- ヤッターマン
- Created by: Tatsunoko Production
- Based on: Yatterman
- Written by: Natsuko Takahashi
- Directed by: Hiroshi Sasagawa (chief) Akira Shigino [ja] (eps. 1-17) Masakazu Higisa [ja] (eps. 18-60)
- Voices of: Hiroyuki Yoshino; Shizuka Itō; Chiaki Takahashi; Koichi Yamadera; Noriko Ohara; Jôji Yanami; Kazuya Tatekabe; Junpei Takiguchi;
- Narrated by: Koichi Yamadera
- Music by: Masaaki Jinbo [ja] Masayuki Yamamoto [ja] Hideyuki Fukasawa
- Country of origin: Japan
- Original language: Japanese
- No. of episodes: 60 (+ 2 specials) (list of episodes)

Production
- Producers: Koji Nagai (ytv) Yoshikazu Tochihara (Tatsunoko)
- Editor: Hiroshi Okuda
- Production companies: ytv; Tatsunoko Production;

Original release
- Network: NNS (ytv, NTV)
- Release: January 14, 2008 – September 27, 2009

Related
- Yatterman Anime the Movie; Yatterman (1977 TV series);

= Yatterman (2008 TV series) =

2008 anime television series

Yatterman (ヤッターマン) is a Japanese anime television series which serves as a remake to 1977's Yatterman and is the ninth television series in the Time Bokan franchise, commemorating the 30th anniversary of the Yatterman television series. Produced by Yomiuri TV and Tatsunoko Production, the series premiered on Yomiuri TV, Nippon Television and their affiliates on January 14, 2008 and ended on September 27, 2009.

==Characters==
===Heroes===
- Gan Takada (高田 ガン, Takada Gan) Gan-chan (ガンちゃん) Yatterman-1 (ヤッターマン1号, Yattāman Ichi-gō)

- Ai Kaminari (上成 愛, Kaminari Ai) Ai-chan (アイちゃん) Yatterman-2 (ヤッターマン2号, Yattāman Ni-gō)

- Omotchama (オモッチャマ, Omotchama)

===Villains===
- Doronjo (ドロンジョ, Doronjo)

- Boyacky (ブツクサ・ボヤッキー, Butsukusa Boyakkii)

- Tonzura (スタコラ・トンズラー, Sutakora)

- Dokurobei (ドクロベエ, Dokurobē)

==Production==
The series was announced on October 10, 2007 alongside the announcement of a live-action film around the same time. Unlike the previous series, which aired on Fuji Television, the series would air on Yomiuri TV, Nippon Television and other NNS stations.

The show's cast was revealed via a press conference on December 12th of that year.
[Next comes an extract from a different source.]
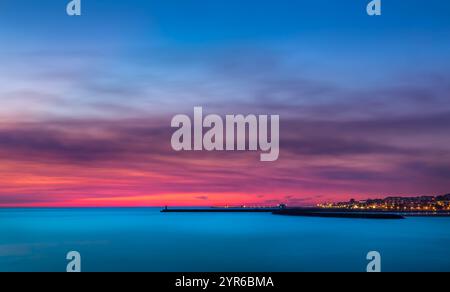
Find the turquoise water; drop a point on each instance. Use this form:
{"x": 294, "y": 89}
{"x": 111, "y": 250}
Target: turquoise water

The show marked the last time that Noriko Ohara, Jôji Yanami and Kazuya Tatekabe reprised their roles as their characters from the original 1977 show.

==Music==
The show's theme song, Yatterman no Uta (ヤッターマンの歌) is performed by Otoya Kichiemon for episodes 1-10. For episodes 11-17, the song is performed by ET-KING. From episode 18-28, the song is performed by Yuki Nishio. From episodes 29-35, the song is performed by Fudanjuku and from episodes 36-59, the song is performed by Toshihiko Tamizawa. Episode 60 features the original audio from the original 1977 series.

The show uses six different ending themes for each episode. For episodes 1-10, the ending theme is titled Diverge by Mihimaru GT, for episodes 11-17, the ending theme is titled Kaiki Nisshoku (皆既日蝕) by JULEPS, for episodes 18-24, the ending theme is titled Rensoukyoku (恋想曲) by Manami Kurose, for episodes 25-28, the ending theme is titled Ima (今) by ET-KING, for episodes 29-35, the ending theme is titled Give Me Up by Nami Tamaki, for episodes 36-48, the ending theme is titled, Katsunda (勝つんだ!) by Fudanjuku, and the final ending theme is titled Zero kara hajimeru story (ZEROからはじめるストーリー) by Wakaba used until episode 60.

==Release==
The series premiered on Yomiuri TV, Nippon Television and their affiliates on January 14, 2008 as part of the Anime 7 programming block, airing alongside Case Closed. As a result of the premiere of NTV's Surprise on April 6, 2009, the show moved to an early Sunday morning timeslot which would remain until its conclusion.

In North America, the series streamed on Anime Sols, a service and video distributor mainly backed by the Yomiuri Shimbun Group. However, Anime Sols was closed by May 1, 2015.